Carnivores have evolved diverse strategies to capture their prey efficiently. The oyster mushroom Pleurotus ostreatus is a carnivorous fungus that attacks and paralyze their nematode prey via their sensory cilia. Through genetic screens of P. ostreatus, we discovered that a spherical structure named toxocyst that developed at intervals along the fungal hyphae is required to paralyzed the nematodes. Intriguingly, we detected a natural ketone in the toxocysts, and treatment of Caenorhabditis elegans with that compound recapitulated the phenotypes of rapid paralysis, calcium influx and neuronal cell death.
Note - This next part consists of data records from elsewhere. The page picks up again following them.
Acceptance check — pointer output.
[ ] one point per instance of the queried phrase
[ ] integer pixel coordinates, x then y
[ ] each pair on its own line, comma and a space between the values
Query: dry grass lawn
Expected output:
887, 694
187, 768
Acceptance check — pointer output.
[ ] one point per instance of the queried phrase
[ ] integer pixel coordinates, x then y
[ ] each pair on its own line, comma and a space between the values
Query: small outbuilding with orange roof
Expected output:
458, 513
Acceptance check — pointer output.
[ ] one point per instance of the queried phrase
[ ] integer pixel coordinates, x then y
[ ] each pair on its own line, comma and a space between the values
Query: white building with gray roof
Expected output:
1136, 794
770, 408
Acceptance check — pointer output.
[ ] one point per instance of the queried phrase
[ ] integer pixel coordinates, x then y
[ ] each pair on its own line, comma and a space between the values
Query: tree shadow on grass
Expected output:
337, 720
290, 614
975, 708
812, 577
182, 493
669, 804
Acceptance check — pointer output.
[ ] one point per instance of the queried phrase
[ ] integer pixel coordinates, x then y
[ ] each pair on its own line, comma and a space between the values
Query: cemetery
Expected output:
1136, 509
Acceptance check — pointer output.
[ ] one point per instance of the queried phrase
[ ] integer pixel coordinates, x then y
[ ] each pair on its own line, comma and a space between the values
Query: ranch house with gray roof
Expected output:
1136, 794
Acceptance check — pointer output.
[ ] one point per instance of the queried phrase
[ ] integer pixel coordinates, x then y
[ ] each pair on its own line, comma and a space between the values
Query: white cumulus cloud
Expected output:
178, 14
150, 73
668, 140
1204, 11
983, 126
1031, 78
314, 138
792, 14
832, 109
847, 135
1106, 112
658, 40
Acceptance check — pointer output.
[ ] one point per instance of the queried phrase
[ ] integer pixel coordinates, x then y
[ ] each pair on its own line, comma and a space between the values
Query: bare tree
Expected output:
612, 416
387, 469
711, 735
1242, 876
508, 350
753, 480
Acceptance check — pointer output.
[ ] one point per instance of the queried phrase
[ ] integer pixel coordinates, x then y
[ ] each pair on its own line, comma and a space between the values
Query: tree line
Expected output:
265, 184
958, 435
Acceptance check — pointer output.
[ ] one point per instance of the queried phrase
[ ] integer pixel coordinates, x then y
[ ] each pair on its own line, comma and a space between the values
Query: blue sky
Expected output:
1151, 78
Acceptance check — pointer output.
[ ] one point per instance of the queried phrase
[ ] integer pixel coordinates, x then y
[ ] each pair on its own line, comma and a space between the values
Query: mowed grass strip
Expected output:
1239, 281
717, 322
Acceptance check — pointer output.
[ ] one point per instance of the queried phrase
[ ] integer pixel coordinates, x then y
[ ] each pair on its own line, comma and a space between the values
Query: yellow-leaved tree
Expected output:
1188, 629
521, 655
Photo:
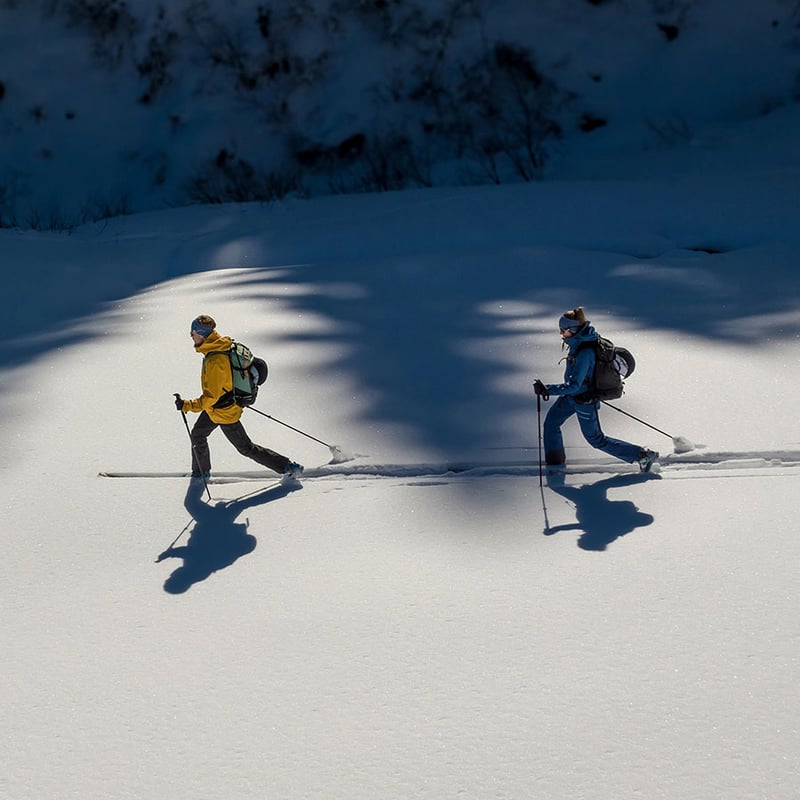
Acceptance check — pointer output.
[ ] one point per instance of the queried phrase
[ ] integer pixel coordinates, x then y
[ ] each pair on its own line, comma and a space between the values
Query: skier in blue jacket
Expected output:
573, 398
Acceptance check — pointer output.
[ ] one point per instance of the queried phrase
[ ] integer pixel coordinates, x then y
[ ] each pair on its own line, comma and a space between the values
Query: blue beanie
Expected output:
199, 328
567, 324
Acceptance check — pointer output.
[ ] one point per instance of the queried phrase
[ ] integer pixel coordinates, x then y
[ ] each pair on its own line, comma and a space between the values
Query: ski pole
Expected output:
680, 443
539, 422
658, 430
194, 449
335, 451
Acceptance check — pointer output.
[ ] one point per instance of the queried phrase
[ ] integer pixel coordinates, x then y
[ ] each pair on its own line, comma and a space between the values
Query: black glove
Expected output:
541, 389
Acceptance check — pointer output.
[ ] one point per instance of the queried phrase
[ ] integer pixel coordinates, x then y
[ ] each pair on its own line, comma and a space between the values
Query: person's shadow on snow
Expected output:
601, 520
216, 540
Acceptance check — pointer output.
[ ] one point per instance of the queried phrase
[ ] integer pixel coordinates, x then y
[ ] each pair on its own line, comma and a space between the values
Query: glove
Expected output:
541, 389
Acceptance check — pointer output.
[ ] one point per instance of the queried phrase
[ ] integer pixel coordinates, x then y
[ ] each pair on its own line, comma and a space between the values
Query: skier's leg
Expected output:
238, 437
589, 421
558, 414
201, 457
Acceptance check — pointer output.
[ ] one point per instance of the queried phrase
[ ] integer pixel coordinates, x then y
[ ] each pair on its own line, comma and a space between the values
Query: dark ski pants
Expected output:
237, 436
589, 421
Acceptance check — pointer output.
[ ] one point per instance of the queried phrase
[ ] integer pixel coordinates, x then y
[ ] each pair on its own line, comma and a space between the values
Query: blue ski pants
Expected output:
589, 421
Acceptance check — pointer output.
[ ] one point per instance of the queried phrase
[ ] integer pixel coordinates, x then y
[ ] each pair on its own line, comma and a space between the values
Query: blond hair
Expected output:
577, 314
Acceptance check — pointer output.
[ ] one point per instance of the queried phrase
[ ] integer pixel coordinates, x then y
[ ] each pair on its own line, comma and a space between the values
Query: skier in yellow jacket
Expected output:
216, 381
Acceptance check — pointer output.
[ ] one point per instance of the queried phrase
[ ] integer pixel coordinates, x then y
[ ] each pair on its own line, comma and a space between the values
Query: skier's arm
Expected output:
574, 380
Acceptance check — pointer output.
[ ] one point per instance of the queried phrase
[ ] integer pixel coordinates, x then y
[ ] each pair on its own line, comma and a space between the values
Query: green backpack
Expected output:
248, 373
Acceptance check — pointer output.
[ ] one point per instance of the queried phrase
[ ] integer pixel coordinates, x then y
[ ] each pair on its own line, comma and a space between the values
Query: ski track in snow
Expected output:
693, 465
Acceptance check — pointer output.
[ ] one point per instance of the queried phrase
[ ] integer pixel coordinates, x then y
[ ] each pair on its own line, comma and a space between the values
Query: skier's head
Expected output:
202, 326
572, 321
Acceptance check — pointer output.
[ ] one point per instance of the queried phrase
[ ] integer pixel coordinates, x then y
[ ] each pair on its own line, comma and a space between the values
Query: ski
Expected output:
674, 465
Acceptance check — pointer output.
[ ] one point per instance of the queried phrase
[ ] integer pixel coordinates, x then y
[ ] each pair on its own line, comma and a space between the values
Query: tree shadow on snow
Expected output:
600, 519
217, 540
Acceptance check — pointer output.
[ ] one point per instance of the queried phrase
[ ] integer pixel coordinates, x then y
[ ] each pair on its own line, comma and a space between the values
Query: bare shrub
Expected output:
230, 179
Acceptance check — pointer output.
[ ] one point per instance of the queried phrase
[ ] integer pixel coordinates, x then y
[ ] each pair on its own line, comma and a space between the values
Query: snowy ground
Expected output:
392, 628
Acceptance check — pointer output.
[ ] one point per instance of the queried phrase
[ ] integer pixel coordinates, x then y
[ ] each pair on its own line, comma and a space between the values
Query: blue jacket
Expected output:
580, 365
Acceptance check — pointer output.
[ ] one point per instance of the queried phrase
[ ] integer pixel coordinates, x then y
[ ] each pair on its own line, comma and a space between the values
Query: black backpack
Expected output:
612, 365
248, 373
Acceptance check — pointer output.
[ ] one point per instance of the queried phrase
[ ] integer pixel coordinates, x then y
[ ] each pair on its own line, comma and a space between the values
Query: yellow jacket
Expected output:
215, 380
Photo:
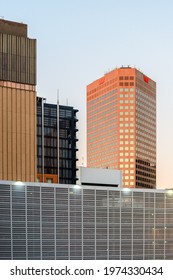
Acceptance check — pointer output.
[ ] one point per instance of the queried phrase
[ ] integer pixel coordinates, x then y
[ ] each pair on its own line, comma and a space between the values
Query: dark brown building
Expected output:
17, 103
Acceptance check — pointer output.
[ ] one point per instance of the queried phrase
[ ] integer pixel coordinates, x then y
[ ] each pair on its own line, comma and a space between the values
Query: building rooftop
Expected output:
13, 28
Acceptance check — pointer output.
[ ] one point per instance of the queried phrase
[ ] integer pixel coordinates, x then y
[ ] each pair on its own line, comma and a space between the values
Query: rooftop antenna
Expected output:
58, 134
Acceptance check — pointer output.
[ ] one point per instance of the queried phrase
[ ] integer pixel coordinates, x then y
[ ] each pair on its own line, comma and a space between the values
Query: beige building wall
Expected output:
17, 132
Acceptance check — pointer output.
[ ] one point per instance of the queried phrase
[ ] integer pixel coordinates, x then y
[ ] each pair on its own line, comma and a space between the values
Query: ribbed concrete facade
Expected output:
17, 103
17, 134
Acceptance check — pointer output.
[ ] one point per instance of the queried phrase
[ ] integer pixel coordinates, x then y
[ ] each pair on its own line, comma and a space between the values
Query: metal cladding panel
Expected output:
42, 221
17, 59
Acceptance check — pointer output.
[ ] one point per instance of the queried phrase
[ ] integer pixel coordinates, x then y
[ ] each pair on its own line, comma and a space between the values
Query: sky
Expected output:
78, 41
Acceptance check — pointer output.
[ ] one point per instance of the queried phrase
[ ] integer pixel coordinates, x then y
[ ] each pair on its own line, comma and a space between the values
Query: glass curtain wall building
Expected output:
56, 143
67, 222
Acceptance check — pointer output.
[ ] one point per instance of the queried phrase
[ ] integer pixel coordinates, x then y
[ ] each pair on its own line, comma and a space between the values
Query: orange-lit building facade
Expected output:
121, 126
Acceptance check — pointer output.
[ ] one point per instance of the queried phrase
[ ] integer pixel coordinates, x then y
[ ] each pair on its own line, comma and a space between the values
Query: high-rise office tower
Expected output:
56, 143
17, 103
121, 125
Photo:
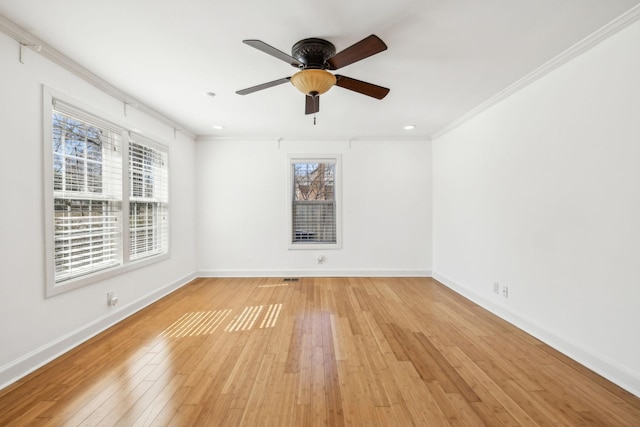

We found that this natural ketone disrupts nematode cell membrane integrity in multiple tissues, enabling uncontrolled exchange between the extracellular and intracellular environments. The ion imbalance generated a calcium wave in the mitochondria of hypodermis, and gave rise to cell death that propagated throughout the entire organism. Finally, we demonstrated that structurally related compounds could also exert prominent biotoxicity in C. elegans, with the carbon number of the ketone being crucial. Our work reveals that the toxocyst in oyster mushroom is a specialized structure that evolved to enable the accumulation of a natural ketone produced by the hyphae that is required for nematode predation and established a paradigm for studying organismal death in C. elegans.